From wikkipedia: Gloger's Rule is a zoological rule which states that within a species of endotherms, more heavily pigmented forms tend to be found near the equator and lighter forms away from the equator. It was named after the zoologist Constantin Wilhelm Lambert Gloger. 

Now IIRC there is also the notion amongst the small cell set that yellow bees are tropical/low lying areas and dark bees are from more northerly/elevated climes.

Personally I don't think the bees read any books on the matter, and the assumptions being made are a smidgeon out there. If bees are larger at altitude or as one gets away from the equator, it may be a thermal issue, but it just as easily may not be. 

Perhaps for a tropical absconding prone bee like scuts it pays to have smaller cells and a slightly shorter generation time with which to get a colony going.

The above is just as valid a theory, given that it is not based on any data, like many of the small cell assertions of why it [sc] "works".

Keith

[ June 21, 2006, 01:30 PM: Message edited by: kgbenson ]


----------



## naturebee (Dec 25, 2004)

--other people mentioning that there's virtually no difference in the mature bee's size in SC or large cell combs since they still have different size bees based on the time of year. 

Small cell range is from about 9.7mm to about 5.1mm in cell size.
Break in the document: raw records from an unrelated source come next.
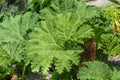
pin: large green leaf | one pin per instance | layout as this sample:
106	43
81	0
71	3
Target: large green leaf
56	40
13	28
110	44
13	31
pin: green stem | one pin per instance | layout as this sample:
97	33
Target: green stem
23	73
12	71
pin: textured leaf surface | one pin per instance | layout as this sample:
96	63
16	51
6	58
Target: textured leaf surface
56	40
110	44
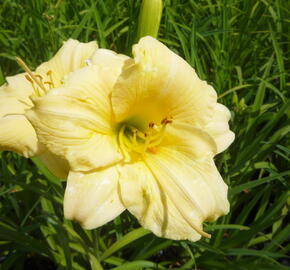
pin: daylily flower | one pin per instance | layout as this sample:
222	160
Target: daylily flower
17	134
139	134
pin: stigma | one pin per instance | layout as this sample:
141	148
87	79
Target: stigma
134	141
40	86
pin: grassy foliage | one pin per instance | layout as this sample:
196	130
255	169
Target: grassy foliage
242	48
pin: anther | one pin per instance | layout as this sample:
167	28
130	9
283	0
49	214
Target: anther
33	77
49	74
166	121
151	125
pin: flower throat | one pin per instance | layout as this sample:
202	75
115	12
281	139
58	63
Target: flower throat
132	139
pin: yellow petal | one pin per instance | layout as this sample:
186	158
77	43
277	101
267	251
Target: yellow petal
172	195
190	141
11	106
218	128
70	57
161	84
55	164
18	135
92	199
145	198
195	186
110	64
74	122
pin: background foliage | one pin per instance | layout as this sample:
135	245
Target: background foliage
242	48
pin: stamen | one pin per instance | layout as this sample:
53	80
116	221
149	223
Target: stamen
49	74
33	85
33	77
88	62
132	139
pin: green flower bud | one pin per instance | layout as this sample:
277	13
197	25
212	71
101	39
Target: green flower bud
149	18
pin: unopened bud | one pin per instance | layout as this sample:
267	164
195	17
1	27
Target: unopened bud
149	18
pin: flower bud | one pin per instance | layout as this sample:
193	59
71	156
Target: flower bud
149	18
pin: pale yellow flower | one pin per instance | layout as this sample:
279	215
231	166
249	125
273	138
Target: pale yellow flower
17	134
139	134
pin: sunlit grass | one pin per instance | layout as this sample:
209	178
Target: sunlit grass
242	49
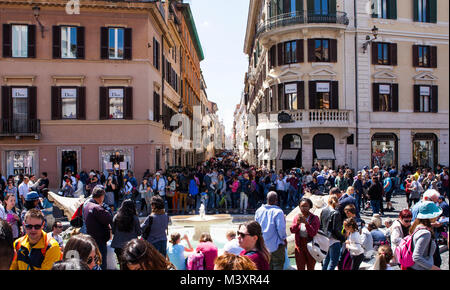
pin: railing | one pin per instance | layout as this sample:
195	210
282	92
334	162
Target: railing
302	17
12	127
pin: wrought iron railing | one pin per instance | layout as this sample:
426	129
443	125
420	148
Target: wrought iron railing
302	17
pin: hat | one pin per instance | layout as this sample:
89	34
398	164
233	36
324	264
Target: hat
429	210
31	196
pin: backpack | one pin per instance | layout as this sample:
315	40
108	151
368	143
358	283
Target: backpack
404	251
196	261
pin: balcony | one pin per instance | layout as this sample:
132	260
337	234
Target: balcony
305	17
306	119
20	128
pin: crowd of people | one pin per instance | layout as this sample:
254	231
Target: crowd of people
335	237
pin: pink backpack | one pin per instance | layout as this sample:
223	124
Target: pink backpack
196	261
404	251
Although bee sizes may vary in the small cell ranges, there is a noticable difference between small cell bees and large cell bees of above 5.1 mm


----------



## naturebee (Dec 25, 2004)

--but now i'm a bit confused. these bees are almost certainly wild or feral and they were pretty big

According to a study by HEPBURN, OGHIAKHE and RADLOFF, mountain bees are larger than that found in lower elavations.


----------



## naturebee (Dec 25, 2004)

--IS there an advantage to being larger in colder weather? Maybe, but the question is, has anyone shown this? 

Good questions,
All I can add is that it has been shown that smaller body size withen the same species lives longer than same species larger sized bodies. This of course would be benificial to the survival of wintering honeybees.


----------



## naturebee (Dec 25, 2004)

--other people mentioning that there's virtually no difference in the mature bee's size in SC or large cell combs

I have noticed something when I set up my honey stand OB hive at farmers markets. Some beekeepers are oblivious to the smaller size and do not notice, while others pick up on it right away and comment on how small the bees are. So it all depends on the observational skills of the person you are conversing with.

---SC gurus on here,
are your bees smaller in general? can survivor/feral bees be identified based on their size?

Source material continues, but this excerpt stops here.